Alberta's coffers were brimming from the first modern oil boom, and Davey and the Libs calculated that if they stoked resentment of the West during the campaign and promised a made-in-Canada price for oil below the rising world price, they would find enough votes in Central and Eastern Canada to sweep them back to power.

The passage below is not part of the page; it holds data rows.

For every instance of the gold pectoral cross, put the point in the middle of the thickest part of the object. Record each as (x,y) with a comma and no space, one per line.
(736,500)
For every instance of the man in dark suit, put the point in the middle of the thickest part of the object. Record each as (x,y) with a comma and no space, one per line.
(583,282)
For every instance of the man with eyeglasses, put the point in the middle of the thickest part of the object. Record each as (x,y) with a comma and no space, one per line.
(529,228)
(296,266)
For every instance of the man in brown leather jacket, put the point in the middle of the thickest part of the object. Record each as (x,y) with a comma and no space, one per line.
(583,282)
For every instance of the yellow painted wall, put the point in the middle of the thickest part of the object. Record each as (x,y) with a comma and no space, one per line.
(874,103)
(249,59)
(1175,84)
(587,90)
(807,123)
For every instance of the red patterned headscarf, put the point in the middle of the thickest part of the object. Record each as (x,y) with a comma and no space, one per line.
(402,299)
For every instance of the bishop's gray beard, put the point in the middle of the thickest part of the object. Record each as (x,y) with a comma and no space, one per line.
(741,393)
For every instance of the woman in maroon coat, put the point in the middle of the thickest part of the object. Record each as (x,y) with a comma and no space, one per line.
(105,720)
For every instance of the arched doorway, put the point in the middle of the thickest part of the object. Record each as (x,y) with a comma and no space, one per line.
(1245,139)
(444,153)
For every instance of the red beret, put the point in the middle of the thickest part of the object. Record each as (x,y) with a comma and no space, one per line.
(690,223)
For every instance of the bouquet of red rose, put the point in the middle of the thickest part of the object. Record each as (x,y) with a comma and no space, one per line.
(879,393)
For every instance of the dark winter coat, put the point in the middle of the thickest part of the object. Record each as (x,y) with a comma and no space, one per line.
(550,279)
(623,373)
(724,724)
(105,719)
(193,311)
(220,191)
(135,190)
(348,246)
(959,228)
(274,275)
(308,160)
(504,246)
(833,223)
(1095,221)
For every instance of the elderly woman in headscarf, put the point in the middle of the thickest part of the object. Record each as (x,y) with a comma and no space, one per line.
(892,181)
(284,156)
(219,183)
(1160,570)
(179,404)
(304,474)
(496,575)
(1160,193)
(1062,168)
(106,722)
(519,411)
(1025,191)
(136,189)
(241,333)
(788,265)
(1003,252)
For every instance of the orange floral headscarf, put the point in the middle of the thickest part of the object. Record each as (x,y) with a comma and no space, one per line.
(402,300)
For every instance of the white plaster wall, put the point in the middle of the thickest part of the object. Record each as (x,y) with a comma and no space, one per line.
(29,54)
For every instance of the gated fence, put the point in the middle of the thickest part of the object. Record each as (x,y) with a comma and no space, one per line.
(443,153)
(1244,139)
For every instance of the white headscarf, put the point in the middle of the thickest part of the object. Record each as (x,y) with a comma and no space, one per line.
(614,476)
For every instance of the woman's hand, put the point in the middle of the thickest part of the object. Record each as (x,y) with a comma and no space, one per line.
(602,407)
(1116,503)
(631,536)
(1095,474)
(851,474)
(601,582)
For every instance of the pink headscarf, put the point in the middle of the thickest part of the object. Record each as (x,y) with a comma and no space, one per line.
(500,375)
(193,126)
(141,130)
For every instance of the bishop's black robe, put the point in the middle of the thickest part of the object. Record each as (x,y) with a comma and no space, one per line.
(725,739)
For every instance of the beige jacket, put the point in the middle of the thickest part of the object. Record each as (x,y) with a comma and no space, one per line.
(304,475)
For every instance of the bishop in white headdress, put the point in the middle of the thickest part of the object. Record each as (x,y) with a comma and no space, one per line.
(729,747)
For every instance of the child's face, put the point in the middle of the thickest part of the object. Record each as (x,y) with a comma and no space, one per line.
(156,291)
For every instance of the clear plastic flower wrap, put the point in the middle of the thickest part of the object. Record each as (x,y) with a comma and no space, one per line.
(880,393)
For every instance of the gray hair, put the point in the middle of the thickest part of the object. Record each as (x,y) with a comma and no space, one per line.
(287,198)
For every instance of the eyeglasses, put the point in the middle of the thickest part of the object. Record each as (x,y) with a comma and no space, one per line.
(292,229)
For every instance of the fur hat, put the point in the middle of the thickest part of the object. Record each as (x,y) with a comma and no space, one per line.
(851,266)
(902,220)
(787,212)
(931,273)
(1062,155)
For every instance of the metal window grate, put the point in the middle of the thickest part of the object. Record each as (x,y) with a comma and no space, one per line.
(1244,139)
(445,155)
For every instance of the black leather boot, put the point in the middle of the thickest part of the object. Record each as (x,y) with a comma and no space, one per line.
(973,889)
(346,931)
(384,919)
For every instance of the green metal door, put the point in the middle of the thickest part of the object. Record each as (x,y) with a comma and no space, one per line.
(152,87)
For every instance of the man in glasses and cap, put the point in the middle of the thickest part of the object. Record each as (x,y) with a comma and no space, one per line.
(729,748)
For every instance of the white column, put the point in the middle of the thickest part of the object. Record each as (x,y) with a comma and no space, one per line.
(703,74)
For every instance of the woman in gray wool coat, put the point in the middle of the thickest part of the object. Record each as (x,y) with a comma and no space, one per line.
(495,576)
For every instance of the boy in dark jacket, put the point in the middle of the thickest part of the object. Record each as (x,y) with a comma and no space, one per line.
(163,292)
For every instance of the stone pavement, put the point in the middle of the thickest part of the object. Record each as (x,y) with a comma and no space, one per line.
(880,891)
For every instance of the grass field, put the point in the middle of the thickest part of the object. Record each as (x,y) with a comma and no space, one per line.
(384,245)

There wasn't a single Liberal elected west of Winnipeg, but with their anti-Western demagoguery the Liberals managed to win 147 of 282 seats in the House of Commons.
If you want to know what current NDP Leader Thomas Mulcair is doing by attacking the West - again - it's simple: He's repeating the Davey gambit of 1980.
Last week, Mulcair accused the West and its resource riches of driving up the Canadian dollar and "killing" manufacturing, forestry and fisheries jobs in the rest of the country.
This week he compounded that by accusing the premiers of the three western-most provinces of being "messengers" for Prime Minister Stephen Harper.
He even accused Alberta's Alison Redford of being a Harper lackey and all she'd done was apologize for not explaining better Alberta's efforts to reduce emissions.
It's easy to see the NDP strategy: The West has lots of money. They got it by forcing our dollar up and making you lose your job. Vote NDP and we'll stick it to Harper and those other rednecks.
This time there's also the added element of global-warming hysteria. Mulcair is also saying: Not only has the West ruined your livelihood, they're destroying the climate, too.
It will be the NDP message from now until the next election in 2015 that the West must be stopped in order to preserve Canada's social-justice traditions and to preserve the world's environment.
Mulcair and his campaign brainstrust will do their utmost to paint the West as greedy, uncaring and dirty, because if they can do so successfully it will then be easier to tag their main opponent, westerner Stephen Harper, as greedy, uncaring and in favour of pollution, too.
It doesn't matter that Mulcair is quite simply wrong about the impact of a high dollar.
For instance, a study released this week by Montreal's Institute for Research on Public Policy (IRPP) says that while our higher dollar has had some impact on the manufacturing sector, "the adverse effects ... have been less widespread than feared."
Researchers Mohammad Shakeri, Richard Gray and Jeremy Leonard examined all the factors that affect job growth, including exchange rates, international competition, technological innovation and changing demand for 80 manufacturing industries.
"Only 25 of the 80 industries show a significant negative relationship between the U.S.-Canada exchange rate and output."
On the other hand, 24 benefited from the rising dollar, while the rest (31) were not significantly affected one way or the other.
Importantly, the trio insist the rise of the Canadian dollar over the past decade is mostly a monetary optical illusion. Only 42% of the "rise" was actually the result of our dollar getting stronger, 58% was caused by the U.S. dollar getting weaker - a phenomenon that had nothing to do with Western Canada's new prosperity.
But I'd bet Thomas Mulcair won't permit himself to be dissuaded by the facts. He's found what he believes to be a winning election strategy and he'll stick with it.